Cette dissolution d’un mouvement radical, une première en Indonésie, constitue un avertissement sans frais pour le FPI, dont le président, Habib Rizieq Shihab est actuellement réfugié en Arabie Saoudite pour échapper, ironie du sort, à une inculpation pour violation de la loi sur la pornographie (loi qu’il avait œuvré à faire adopter il y quelques années)7. En août enfin, le démantèlement d’une cellule spécialisée dans la désinformation, fondée par un proche de Prabowo, a bien montré le caractère très organisé des rumeurs et accusations mensongères qui ont causé la perte du gouverneur de Jakarta. Des mesures pour protéger la prochaine élection présidentielle de telles manœuvres sont à l’étude.

Les démonstrations de haine masquent également des évolutions de fond plus rassurantes et les partisans de l’ouverture religieuse ont remporté, ces derniers mois, une victoire de première importance largement passée inaperçue dans la presse occidentale. Un décret gouvernemental, puis la cour suprême ont autorisé les citoyens indonésiens à faire mentionner sur leur carte d’identité les « croyances traditionnelles » (aliran kepercayaan) en lieu et place de l’une des six religions reconnues. Ils pourraient même ne rien mentionner, rompant avec une obligation appliquée depuis 1966 pour lutter contre l’athéisme et donc le communisme. Ces perspectives inquiètent grandement les réseaux militants de l’islam conservateur car, au-delà du danger imaginaire de résurgence du communisme, elles pourraient permettre aux Indonésiens d’échapper aux pressions croissantes d’orthopraxie au sein de la communauté musulmane.

L’Indonésie est le pays le plus démocratique d’Asie du Sud-Est et sans doute de l’ensemble du monde musulman. Le développement économique, presque ininterrompu depuis quarante ans, a donné naissance à une importante classe moyenne musulmane dont l’extériorisation de la piété constitue, avant tout, un mode d’appropriation symbolique de la mondialisation.
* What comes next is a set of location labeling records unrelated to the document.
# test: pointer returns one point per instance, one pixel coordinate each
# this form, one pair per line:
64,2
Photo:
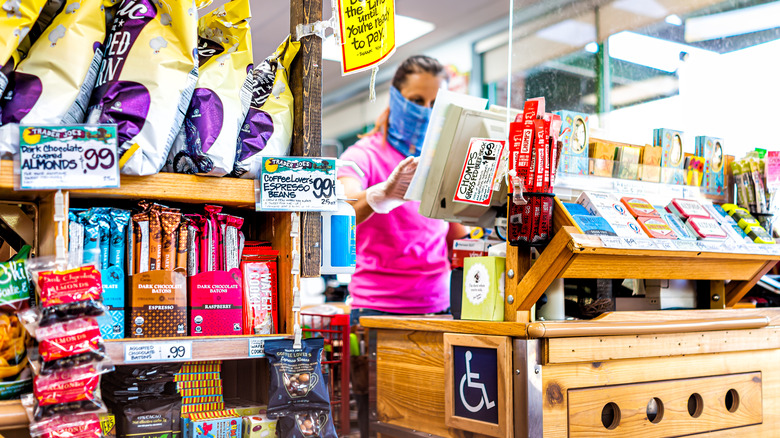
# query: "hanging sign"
68,157
480,166
367,31
296,184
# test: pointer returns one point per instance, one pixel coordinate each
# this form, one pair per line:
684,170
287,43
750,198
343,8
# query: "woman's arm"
353,191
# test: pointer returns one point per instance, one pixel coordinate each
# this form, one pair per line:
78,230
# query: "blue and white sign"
476,383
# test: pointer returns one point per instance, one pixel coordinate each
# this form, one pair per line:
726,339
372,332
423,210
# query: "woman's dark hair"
417,64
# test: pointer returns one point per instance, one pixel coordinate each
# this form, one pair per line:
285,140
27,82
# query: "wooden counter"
567,374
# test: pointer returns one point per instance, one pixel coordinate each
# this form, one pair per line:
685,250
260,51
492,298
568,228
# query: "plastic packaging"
69,344
297,384
19,16
68,426
221,99
338,245
42,92
267,128
310,424
147,79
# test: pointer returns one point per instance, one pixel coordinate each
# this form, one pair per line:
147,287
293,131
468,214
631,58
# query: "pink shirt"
402,264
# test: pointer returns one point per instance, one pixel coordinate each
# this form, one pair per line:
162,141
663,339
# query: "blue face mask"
407,124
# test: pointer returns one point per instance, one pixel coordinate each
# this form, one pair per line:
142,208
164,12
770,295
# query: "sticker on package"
267,128
475,185
207,142
216,303
147,79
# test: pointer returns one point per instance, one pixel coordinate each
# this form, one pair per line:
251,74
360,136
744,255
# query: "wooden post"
306,87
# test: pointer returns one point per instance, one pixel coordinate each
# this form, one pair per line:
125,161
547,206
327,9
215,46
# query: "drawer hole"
732,400
655,410
695,405
610,416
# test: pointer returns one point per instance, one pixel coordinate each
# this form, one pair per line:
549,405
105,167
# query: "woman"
402,256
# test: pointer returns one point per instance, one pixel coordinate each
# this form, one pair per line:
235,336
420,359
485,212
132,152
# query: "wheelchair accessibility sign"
476,383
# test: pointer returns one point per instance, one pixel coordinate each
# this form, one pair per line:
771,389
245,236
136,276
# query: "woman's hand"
388,195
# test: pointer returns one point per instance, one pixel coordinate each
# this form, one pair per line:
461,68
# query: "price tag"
68,157
686,245
639,243
296,184
164,351
612,242
665,245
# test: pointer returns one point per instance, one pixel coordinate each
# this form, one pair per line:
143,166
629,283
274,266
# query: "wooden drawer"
666,408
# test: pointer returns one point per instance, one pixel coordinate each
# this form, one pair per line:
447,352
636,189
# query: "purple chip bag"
146,80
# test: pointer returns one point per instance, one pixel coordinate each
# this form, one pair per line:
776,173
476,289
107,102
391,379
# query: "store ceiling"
271,24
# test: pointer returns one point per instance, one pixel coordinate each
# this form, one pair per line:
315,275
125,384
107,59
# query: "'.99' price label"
68,157
296,184
169,351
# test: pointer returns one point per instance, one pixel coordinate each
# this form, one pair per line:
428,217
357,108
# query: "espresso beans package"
221,98
307,424
296,377
146,79
267,128
44,93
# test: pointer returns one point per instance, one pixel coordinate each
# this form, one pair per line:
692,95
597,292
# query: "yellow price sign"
367,33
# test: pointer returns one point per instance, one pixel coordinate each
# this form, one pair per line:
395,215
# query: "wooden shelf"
171,187
203,347
568,256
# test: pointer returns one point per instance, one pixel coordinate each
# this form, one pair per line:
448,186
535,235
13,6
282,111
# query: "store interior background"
706,67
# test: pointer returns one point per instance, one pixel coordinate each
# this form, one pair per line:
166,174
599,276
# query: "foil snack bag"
146,79
16,19
267,128
206,144
44,93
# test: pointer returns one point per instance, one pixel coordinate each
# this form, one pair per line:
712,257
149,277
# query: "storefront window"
705,67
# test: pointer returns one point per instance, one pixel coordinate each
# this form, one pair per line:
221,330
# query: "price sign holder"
158,351
67,157
296,184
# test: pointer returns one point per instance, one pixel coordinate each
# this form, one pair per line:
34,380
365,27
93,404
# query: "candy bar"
141,242
170,223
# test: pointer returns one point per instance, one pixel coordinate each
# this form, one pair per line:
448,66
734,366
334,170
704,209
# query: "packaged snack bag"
18,17
42,91
221,98
146,79
267,128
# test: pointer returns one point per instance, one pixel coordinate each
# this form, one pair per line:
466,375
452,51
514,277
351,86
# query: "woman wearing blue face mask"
402,256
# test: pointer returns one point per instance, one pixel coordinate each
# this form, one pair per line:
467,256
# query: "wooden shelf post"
306,87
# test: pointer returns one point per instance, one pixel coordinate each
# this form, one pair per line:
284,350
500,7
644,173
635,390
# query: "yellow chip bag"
267,128
146,79
42,92
16,19
221,99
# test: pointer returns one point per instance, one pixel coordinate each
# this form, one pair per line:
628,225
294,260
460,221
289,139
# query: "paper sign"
296,184
475,185
174,351
68,157
367,33
773,169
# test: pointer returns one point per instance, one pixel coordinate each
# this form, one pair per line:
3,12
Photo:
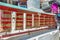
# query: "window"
15,2
5,1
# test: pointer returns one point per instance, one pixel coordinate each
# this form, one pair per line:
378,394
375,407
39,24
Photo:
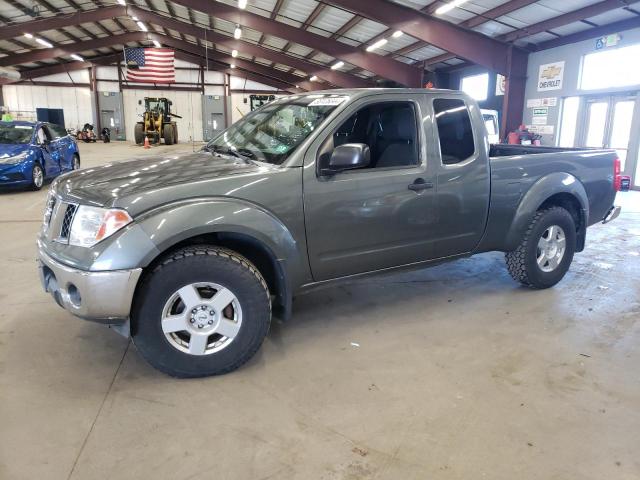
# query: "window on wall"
611,68
568,122
476,86
454,130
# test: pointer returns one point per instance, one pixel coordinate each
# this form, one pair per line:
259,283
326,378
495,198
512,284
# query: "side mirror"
349,156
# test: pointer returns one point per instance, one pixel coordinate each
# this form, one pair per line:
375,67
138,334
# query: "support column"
513,103
93,87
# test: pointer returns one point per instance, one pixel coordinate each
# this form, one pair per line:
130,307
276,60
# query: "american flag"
150,65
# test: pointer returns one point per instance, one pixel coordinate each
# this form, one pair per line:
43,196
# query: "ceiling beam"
60,21
249,66
385,67
339,79
592,33
69,48
496,12
565,19
69,66
269,81
473,46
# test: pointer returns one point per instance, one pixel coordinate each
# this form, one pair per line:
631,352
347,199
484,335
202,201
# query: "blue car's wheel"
37,177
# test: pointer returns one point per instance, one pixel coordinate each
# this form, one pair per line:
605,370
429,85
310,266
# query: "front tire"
545,254
202,311
37,177
138,133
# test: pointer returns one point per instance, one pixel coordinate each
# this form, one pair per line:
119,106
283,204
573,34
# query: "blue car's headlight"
14,159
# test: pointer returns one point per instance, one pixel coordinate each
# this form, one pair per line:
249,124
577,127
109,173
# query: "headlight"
92,224
15,158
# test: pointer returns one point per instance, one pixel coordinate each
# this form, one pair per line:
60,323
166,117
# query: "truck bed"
516,169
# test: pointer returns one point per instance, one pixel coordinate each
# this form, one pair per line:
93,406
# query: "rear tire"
545,254
168,320
138,134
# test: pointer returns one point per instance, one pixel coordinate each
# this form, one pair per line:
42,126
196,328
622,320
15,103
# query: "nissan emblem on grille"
66,221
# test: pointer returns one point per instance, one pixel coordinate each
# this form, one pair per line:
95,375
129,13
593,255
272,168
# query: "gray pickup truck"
190,254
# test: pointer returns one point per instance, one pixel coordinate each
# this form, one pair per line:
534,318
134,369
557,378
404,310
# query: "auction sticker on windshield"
327,101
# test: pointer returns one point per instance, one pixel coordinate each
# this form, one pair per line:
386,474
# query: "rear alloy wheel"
37,177
545,254
202,311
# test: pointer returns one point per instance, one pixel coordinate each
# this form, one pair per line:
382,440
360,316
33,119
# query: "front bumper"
103,297
612,214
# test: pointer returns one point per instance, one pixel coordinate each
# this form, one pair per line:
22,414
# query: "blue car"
32,152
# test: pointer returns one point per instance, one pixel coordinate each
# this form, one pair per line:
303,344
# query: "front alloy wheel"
202,310
201,318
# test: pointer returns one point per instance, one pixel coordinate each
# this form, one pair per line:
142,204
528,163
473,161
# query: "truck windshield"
272,133
15,134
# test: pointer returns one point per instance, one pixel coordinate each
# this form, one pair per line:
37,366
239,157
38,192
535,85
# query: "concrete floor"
458,373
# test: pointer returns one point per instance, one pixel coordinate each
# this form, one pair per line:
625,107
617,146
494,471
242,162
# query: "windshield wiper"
229,151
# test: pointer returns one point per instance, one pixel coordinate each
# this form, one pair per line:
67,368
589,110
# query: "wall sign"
608,41
501,85
550,76
541,129
542,102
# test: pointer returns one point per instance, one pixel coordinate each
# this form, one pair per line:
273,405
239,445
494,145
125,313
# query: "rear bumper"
612,214
103,297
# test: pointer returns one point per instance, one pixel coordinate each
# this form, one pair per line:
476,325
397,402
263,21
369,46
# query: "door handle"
420,184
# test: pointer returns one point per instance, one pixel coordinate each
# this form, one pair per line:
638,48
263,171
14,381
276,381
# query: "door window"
388,128
454,130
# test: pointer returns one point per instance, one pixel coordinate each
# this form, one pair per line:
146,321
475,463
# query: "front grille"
67,220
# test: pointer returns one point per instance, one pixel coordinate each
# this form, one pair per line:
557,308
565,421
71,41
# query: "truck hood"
104,185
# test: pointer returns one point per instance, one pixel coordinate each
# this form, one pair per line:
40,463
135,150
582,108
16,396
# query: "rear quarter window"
454,130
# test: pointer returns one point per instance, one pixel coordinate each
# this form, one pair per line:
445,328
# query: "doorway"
608,122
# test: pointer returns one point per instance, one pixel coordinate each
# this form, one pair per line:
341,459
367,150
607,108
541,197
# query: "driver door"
377,217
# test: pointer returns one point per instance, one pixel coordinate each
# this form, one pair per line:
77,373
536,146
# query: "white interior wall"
78,105
75,101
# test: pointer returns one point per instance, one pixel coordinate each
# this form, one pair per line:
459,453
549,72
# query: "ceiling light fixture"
378,44
450,6
44,42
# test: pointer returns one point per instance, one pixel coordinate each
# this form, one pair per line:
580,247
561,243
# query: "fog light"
74,295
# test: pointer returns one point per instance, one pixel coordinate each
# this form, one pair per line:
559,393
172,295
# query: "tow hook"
612,214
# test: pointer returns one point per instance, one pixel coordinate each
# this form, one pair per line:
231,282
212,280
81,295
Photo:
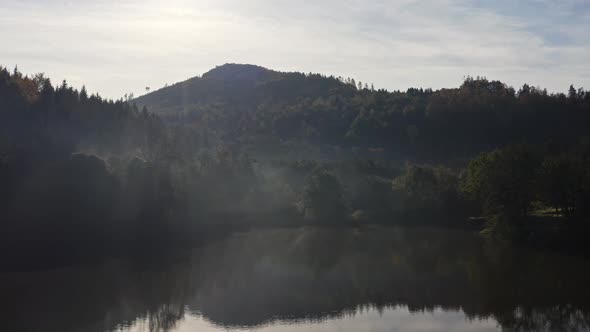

Ce renouveau religieux n’est pas, en soi, un obstacle à l’approfondissement de la démocratie, au vivre ensemble et à la justice sociale. Profitant d’une liberté de pensée théologique sans équivalent dans les autres pays à majorité musulmane, il pourrait même en être le moteur. Pourtant, instrumentalisé par une étroite élite politico-économique encourageant le désir de légitimité de quelques leaders radicaux sans scrupule, il peut en devenir le fossoyeur.

Rémy Madinier

7 . Ce « père la morale » violent et intolérant avait eu l’imprudence d’échanger des messages salaces avec sa maîtresse dont le téléphone a été saisi dans le cadre d’une procédure judiciaire.